Biyolojisi insanı eşcinsel yapmışsa, psikolojik süreçler dikkate alınmadan eşcinsel bireyin sosyal hakları gündeme getirilerek sosyolojik bir örgütlenme çabaları sarfedilmektedir. Aileler ergenlik döneminde kendileri için sarsıcı bir gerçekle karşılaştıklarında yıkılmaktadır. Çocuklarının eşcinsel olduğunu öğrendiklerinde kendilerini elleri kolları bağlanmış olarak çaresiz hissetmektedirler. Eşcinsel Terapi konusunda yeterli kuruluş ve yayın olmadığı için ilk adres genelde eşcinsel dernekleri olmaktadır. Bu derneklerin kapısını çalan aileler bir acı gerçekle karşı karşıyadırlar. Buradaki sözde yetkili ve yetkin kişiler eşcinselliğin tedavisinin olmadığını ve bunun doğal bir yönelim olduğunu ifade etmektedirler. Moral yitimi yaşayan ailelere bu durumu kabullenmeleri önerilmektedir.
Anne Babalar İçin Gençlerde Homoseksüelliği Önleme Rehberi ve Onarım Terapisi Türkçeye tercümesi ile bu alanda çığır açan Kaknüs Yayınları, toplumsal anlamda bir birikime vesile olmuştur. Eşcinsel bireyler eşcinselliğin psikolojik kökenli olabileceğini belki de ilk defa düşünmeye başlamışlardır. Bu çizgide sessiz sedasız bir dönüşüm başlamıştır. Eşcinseller için bir umut ışığı yanmıştır. İçsel bir karanlığın içinde yürümek zorunda kalan eşcinseller, bu ışıkla psikolojik destek arayışlarına yönelmişlerdir. Bu yöndeki terapi deneyimlerimiz arttıkça bu konunun önemini duyurma arayışlarımız başlamıştır. Eşcinsel Terapi deneyimlerimiz arttıkça hem eşcinsel bireyler hem de aileleri için sağlıklı sonuçlar alınmaya başlanmıştır. Böylece kendi kültürel dokumuzdaki psikolojik bozukluklar yeniden örneklendirilmiş oldu. Eşcinsel Terapi sürecine katılan anne babalar ister istemez kendilerini başka açılardan da sorgulamak durumunda kalmışlardır.

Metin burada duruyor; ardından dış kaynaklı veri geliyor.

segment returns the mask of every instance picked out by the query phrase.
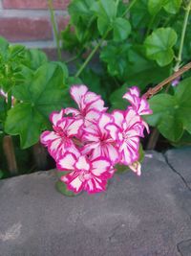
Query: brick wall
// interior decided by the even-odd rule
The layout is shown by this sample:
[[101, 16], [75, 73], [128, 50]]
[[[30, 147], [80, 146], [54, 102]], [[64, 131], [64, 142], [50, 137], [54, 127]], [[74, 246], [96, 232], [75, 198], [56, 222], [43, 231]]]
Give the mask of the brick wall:
[[[57, 28], [64, 29], [70, 0], [53, 0]], [[0, 0], [0, 35], [30, 48], [55, 48], [47, 0]]]

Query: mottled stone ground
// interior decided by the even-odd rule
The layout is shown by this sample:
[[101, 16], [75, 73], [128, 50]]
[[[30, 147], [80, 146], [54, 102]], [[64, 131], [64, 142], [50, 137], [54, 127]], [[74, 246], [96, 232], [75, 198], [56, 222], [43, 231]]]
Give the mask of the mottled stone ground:
[[0, 256], [190, 256], [191, 148], [67, 198], [53, 171], [0, 181]]

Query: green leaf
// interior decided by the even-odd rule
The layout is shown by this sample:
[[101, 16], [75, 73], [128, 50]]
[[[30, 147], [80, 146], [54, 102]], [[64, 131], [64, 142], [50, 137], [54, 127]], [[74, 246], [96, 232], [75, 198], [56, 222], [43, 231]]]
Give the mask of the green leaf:
[[114, 24], [114, 40], [125, 40], [131, 33], [131, 24], [128, 20], [118, 17], [115, 20]]
[[34, 71], [48, 61], [46, 54], [37, 49], [28, 50], [26, 55], [28, 58], [27, 66]]
[[171, 28], [157, 29], [144, 41], [146, 55], [159, 66], [168, 65], [174, 58], [173, 46], [177, 41], [177, 34]]
[[171, 142], [174, 147], [191, 146], [191, 134], [187, 131], [183, 132], [181, 138], [177, 142]]
[[5, 121], [6, 119], [6, 99], [0, 96], [0, 122]]
[[69, 24], [64, 31], [61, 32], [62, 36], [62, 47], [64, 50], [68, 50], [71, 53], [76, 51], [78, 52], [82, 45], [77, 39], [76, 35], [72, 30], [71, 24]]
[[7, 55], [8, 48], [9, 48], [9, 42], [4, 37], [0, 36], [0, 60], [1, 61], [2, 61], [2, 58], [5, 58], [5, 56]]
[[184, 130], [191, 133], [190, 85], [188, 78], [180, 82], [173, 96], [162, 93], [149, 101], [153, 114], [145, 116], [146, 121], [172, 142], [179, 141]]
[[102, 49], [100, 58], [107, 63], [111, 76], [125, 81], [129, 86], [137, 84], [141, 90], [169, 76], [170, 66], [159, 67], [148, 59], [141, 45], [109, 43]]
[[11, 135], [19, 134], [21, 147], [26, 149], [38, 141], [47, 122], [31, 103], [18, 104], [9, 111], [5, 130]]
[[97, 16], [98, 31], [103, 35], [106, 31], [113, 28], [117, 12], [117, 3], [115, 0], [99, 0], [93, 6], [92, 10]]
[[69, 5], [71, 23], [74, 25], [76, 37], [80, 42], [92, 40], [96, 34], [96, 16], [92, 11], [94, 3], [94, 0], [74, 0]]
[[148, 0], [137, 0], [131, 9], [130, 20], [134, 28], [145, 28], [150, 22], [151, 16], [148, 12]]
[[149, 83], [158, 83], [167, 78], [170, 66], [159, 67], [145, 57], [143, 47], [135, 45], [128, 52], [124, 80], [129, 85], [137, 84], [143, 90]]
[[176, 99], [167, 94], [154, 96], [149, 101], [153, 114], [146, 116], [149, 125], [157, 127], [159, 132], [171, 141], [179, 140], [183, 133], [183, 126], [177, 114]]
[[162, 8], [164, 0], [149, 0], [148, 10], [152, 15], [156, 15]]
[[115, 44], [109, 43], [100, 53], [100, 58], [107, 63], [110, 75], [121, 78], [125, 75], [128, 52], [130, 45], [127, 43]]
[[67, 65], [64, 62], [61, 62], [61, 61], [52, 61], [52, 63], [55, 63], [55, 64], [59, 65], [62, 68], [63, 75], [64, 75], [63, 76], [64, 77], [63, 82], [66, 83], [67, 79], [69, 77], [69, 70], [68, 70]]
[[163, 8], [167, 12], [169, 12], [171, 14], [176, 14], [180, 11], [181, 3], [182, 3], [182, 0], [166, 1]]
[[60, 180], [55, 183], [56, 190], [66, 197], [76, 197], [78, 194], [74, 194], [74, 192], [67, 189], [66, 184]]
[[63, 71], [56, 64], [44, 64], [22, 85], [14, 86], [12, 94], [22, 103], [8, 112], [5, 130], [20, 135], [21, 147], [28, 148], [49, 128], [51, 112], [63, 105]]

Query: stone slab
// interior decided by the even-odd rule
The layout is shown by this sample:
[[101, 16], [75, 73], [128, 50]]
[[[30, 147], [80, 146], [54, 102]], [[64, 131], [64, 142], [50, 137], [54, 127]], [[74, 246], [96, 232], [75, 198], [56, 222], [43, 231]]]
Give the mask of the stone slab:
[[116, 175], [106, 193], [67, 198], [55, 180], [0, 181], [0, 256], [191, 255], [191, 192], [162, 154], [147, 154], [140, 177]]

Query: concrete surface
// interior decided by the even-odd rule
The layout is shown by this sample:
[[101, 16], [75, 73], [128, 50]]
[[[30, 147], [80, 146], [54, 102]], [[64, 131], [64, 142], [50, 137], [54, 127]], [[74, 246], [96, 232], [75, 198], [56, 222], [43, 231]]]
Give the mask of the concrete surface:
[[140, 177], [117, 175], [95, 196], [64, 197], [55, 180], [0, 181], [0, 256], [191, 255], [191, 148], [147, 152]]

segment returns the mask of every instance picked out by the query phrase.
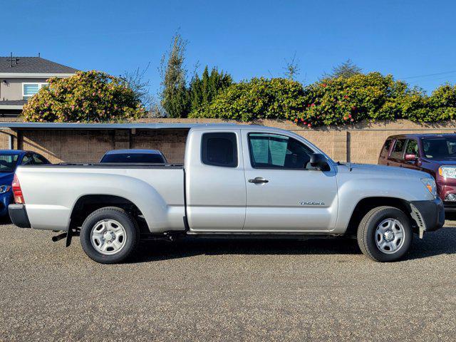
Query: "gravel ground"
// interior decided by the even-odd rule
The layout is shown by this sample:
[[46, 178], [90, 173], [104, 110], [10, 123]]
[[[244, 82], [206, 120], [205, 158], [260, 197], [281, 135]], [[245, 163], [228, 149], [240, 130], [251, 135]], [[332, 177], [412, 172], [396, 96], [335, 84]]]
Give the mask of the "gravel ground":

Eşcinselliğe çözüm önerisi;
Kendileri ile yoğun çatışmaları olan bireylerin bu sorunlarının psikolojik kökeni genellikle babalarına duydukları kızgınlık, öfke ve nefrete dayanmaktadır. Çocuklukta baba otoritesi ile çatışan kişiler ergenlik döneminde varlıklarının anlamlarını sorgularken; Allah'a da bir kızgınlık, öfke ve nefret duymaya başlamaktadırlar. " Neden beni böyle yarattı ya da neden beni korumadı? " sorularının cevabını bulamamaktadırlar. Böylece kendilerine yönelik bitip tükenmez kaygıları arttıkça artmaktadır.
Eşcinsel Terapi süreçlerinde babalarına yönelik bilinçaltı duygu ve düşünceleri ile yüzleşen bireyler; babalarını affetmeyi deneyimlemektedirler. Kendileri için çok zor olan bu süreci başaran danışanlar Allah'a olan sitemlerini yeniden gözden geçirmektedirler. Geçmişte suçladıkları ve hesap sormak istedikleri Tanrı ile içsel olarak barışmaktadırlar. Bu süreç çözüm için nirengi noktası olmaktadır. Babasını affeden ve Allah ile barışan birey kendisini de affederek kişiliğini ve kimliğini yeniden yapılandırmaktadır.